Oliver MacDonagh is unique among Irish historians, not only for the range of his interests (the history of administrative, industrial and scientific developments, as well as demography and political and literary studies), but also in the care, polish and adaptability of his literary style. For his last book on Ireland, the award-winning States of Mind, he adopted the classic essayist mode; his splendid occasional pieces on Jane Austen’s novels have some of the dry, delicate precision of their subject. It is part of his strength that this remarkable range is focused chronologically on the first half of the 19th century, so that his knowledge of its literature, for example, informs his appreciation of its politics and has partly inspired his work on its administrative systems. He is equally at home with British and with Irish history, as befits the biographer of a man who made a major career in both countries and combined elements of both political cultures. His qualities come together triumphantly in this first volume of two, which brings O’Connell’s career to the victory of Catholic Emancipation in 1829. For it, MacDonagh has developed a narrative style designed to involve the general reader as well as the specialist. It is spare, lucid and forceful for the most part, while managing to create a surprising amount of room for evocation of places and people, as well as for passages of shrewd political analysis. It wears its great scholarship lightly, and makes even the most familiar aspects of the story full of fresh interest and excitement. A re-evaluation rather than a monumental ‘life and times’, its main debts are to Maurice O’Connell’s splendid eight-volume edition of his ancestor’ss correspondence, and, especially, to the letters between O’Connell and his wife, which are at the heart of a brilliant blending of the private and public lives. The book makes its most original contributions in areas where MacDonagh’s empathy with his subject is balanced by what is often an astringent critique – O’Connell’s work as a barrister and the imprint of this on his politics is a case in point, as are his Catholicism, personal and political, and his relationship (not least in financial terms) with his family.
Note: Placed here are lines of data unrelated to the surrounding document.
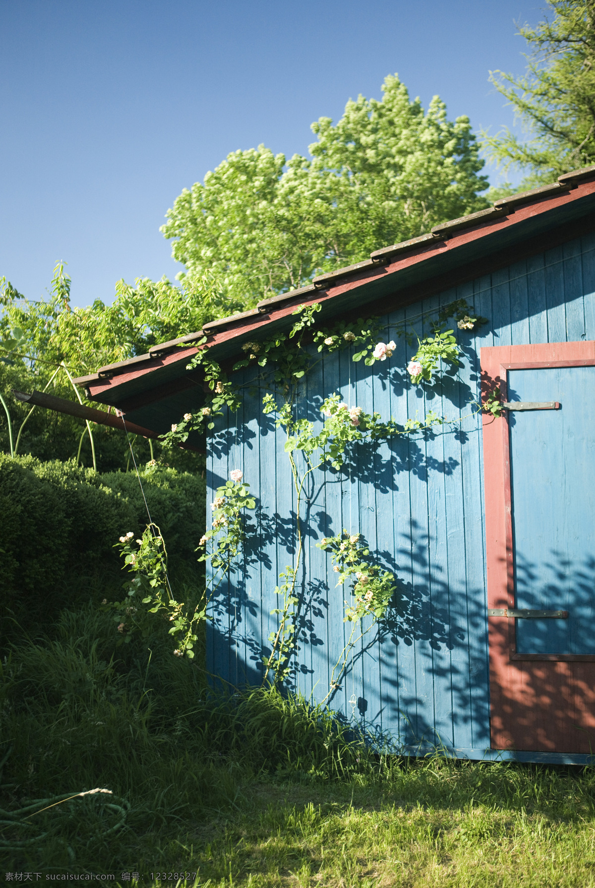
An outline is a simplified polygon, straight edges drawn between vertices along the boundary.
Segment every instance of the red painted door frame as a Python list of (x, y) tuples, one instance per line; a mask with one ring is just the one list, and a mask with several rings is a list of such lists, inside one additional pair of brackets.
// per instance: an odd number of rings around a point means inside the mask
[[(595, 342), (482, 348), (485, 399), (508, 370), (595, 365)], [(515, 607), (508, 416), (483, 414), (488, 607)], [(514, 620), (488, 616), (491, 745), (595, 751), (595, 655), (517, 654)]]

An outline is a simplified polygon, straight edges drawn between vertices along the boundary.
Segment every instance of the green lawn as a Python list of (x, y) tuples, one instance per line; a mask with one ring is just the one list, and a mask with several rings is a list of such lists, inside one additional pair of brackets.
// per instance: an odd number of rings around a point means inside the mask
[(4, 872), (44, 881), (595, 886), (595, 769), (378, 757), (304, 701), (214, 695), (167, 637), (115, 646), (92, 608), (3, 655), (3, 758)]
[(254, 781), (165, 851), (198, 871), (188, 885), (578, 888), (595, 885), (592, 789), (591, 774), (440, 762)]

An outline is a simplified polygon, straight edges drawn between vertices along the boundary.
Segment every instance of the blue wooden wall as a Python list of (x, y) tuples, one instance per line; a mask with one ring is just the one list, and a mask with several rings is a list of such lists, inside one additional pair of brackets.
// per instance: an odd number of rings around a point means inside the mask
[[(480, 348), (595, 339), (595, 235), (393, 312), (382, 319), (384, 338), (396, 338), (394, 325), (404, 320), (420, 336), (429, 333), (436, 309), (458, 298), (488, 323), (458, 331), (464, 366), (434, 385), (410, 385), (412, 350), (401, 338), (393, 358), (371, 368), (353, 363), (347, 351), (328, 356), (301, 387), (298, 412), (317, 428), (320, 405), (333, 392), (400, 423), (424, 419), (429, 409), (464, 418), (444, 430), (355, 446), (341, 472), (316, 472), (304, 511), (294, 687), (313, 701), (326, 696), (348, 631), (349, 591), (336, 587), (330, 559), (315, 543), (343, 527), (360, 532), (393, 571), (398, 591), (391, 618), (354, 652), (332, 709), (395, 747), (440, 744), (480, 757), (489, 747), (481, 420), (470, 416), (470, 401), (479, 399)], [(240, 468), (258, 509), (245, 557), (214, 600), (208, 668), (241, 685), (262, 679), (261, 658), (277, 626), (274, 590), (294, 555), (295, 494), (284, 432), (262, 413), (265, 391), (245, 374), (234, 381), (246, 386), (243, 408), (223, 417), (210, 445), (209, 496)]]

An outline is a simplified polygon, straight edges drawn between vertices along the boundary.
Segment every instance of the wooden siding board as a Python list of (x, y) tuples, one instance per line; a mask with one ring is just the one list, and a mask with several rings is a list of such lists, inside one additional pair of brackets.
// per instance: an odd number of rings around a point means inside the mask
[(511, 341), (529, 341), (527, 262), (522, 259), (510, 266)]
[[(355, 389), (354, 403), (362, 408), (366, 413), (373, 413), (375, 410), (375, 387), (378, 374), (385, 378), (386, 362), (379, 362), (372, 368), (367, 367), (363, 361), (357, 365), (357, 384)], [(376, 372), (375, 372), (376, 371)], [(352, 400), (352, 404), (353, 400)], [(377, 448), (370, 449), (366, 444), (358, 445), (354, 448), (355, 453), (355, 475), (357, 482), (353, 488), (357, 491), (356, 503), (352, 502), (351, 508), (345, 509), (344, 527), (349, 528), (350, 515), (352, 527), (357, 525), (357, 515), (360, 516), (359, 530), (363, 540), (368, 543), (370, 554), (377, 551), (377, 501), (376, 486), (377, 476)], [(370, 483), (371, 481), (371, 483)], [(347, 506), (347, 503), (345, 503)], [(350, 528), (351, 529), (351, 528)], [(351, 594), (345, 595), (350, 600)], [(369, 621), (366, 620), (364, 625), (369, 626)], [(345, 629), (351, 632), (351, 624), (345, 624)], [(375, 633), (373, 631), (365, 635), (357, 645), (355, 660), (353, 662), (353, 675), (350, 690), (357, 699), (357, 709), (355, 718), (362, 725), (371, 725), (378, 723), (380, 697), (378, 694), (377, 668), (375, 666), (377, 658), (375, 656)]]
[[(405, 317), (404, 310), (401, 309), (389, 315), (387, 337), (395, 339), (396, 351), (392, 363), (393, 369), (388, 387), (387, 415), (404, 425), (407, 417), (407, 400), (403, 397), (407, 385), (408, 357), (411, 353), (408, 350), (404, 337), (399, 337), (396, 327)], [(386, 562), (388, 569), (394, 574), (397, 591), (395, 593), (395, 612), (391, 623), (382, 633), (379, 663), (381, 670), (381, 705), (383, 711), (383, 730), (393, 738), (395, 744), (405, 742), (402, 732), (402, 713), (401, 705), (401, 666), (407, 669), (411, 655), (411, 648), (404, 638), (407, 628), (400, 614), (400, 605), (403, 591), (403, 577), (401, 572), (402, 557), (400, 552), (401, 545), (402, 527), (409, 523), (409, 496), (407, 483), (408, 443), (406, 439), (393, 439), (387, 444), (390, 455), (390, 485), (386, 496), (390, 498), (391, 527), (386, 528)], [(390, 532), (389, 532), (390, 530)], [(383, 553), (384, 554), (384, 553)], [(402, 609), (402, 608), (401, 608)]]
[(585, 339), (595, 339), (595, 234), (581, 238)]
[[(548, 342), (566, 342), (566, 306), (564, 305), (564, 267), (561, 247), (548, 250), (544, 257), (545, 300), (548, 313)], [(508, 345), (499, 343), (498, 345)]]
[(526, 342), (547, 342), (548, 314), (543, 253), (540, 253), (539, 256), (532, 256), (527, 260), (527, 289), (529, 337)]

MacDonagh’s title, The Hereditary Bondsman, comes from O’Connell’s regular rhetorical use of a couplet of Byron’s to define his own position and that of his fellow Catholics. MacDonagh’s O’Connell is a man driven by a ‘consciousness of degradation’ caused by discriminatory laws, including those against Catholic barristers taking silk. This prevented the chronically debt-ridden lawyer-politician from achieving his potential income. Indeed, ‘O’Connell may well have had more at stake in the Catholic question, materially speaking, than any other person in the United Kingdom.’ His resentment was both intensified and balanced by a remarkable self-confidence, and MacDonagh is particularly good at showing how the various elements in this complex psychology were rooted in his Kerry background and shaped by his education in France, London and Dublin. All of this made him at the same time a social conservative, opposed to revolution, and a philosophical radical, fearful of ‘the unleashing of the irrational in politics’. His own description of Catholic Emancipation as ‘one of the greatest triumphs recorded in history’ was on the basis of its being ‘a bloodless revolution’ involving ‘political’ rather than ‘social’ change. In MacDonagh’s view, its main radicalising influence lay in its confirmation of the end of Protestant superiority and Catholic deference, for long the aim also of the ‘Billingsgate’ and violence of much O’Connellite rhetoric.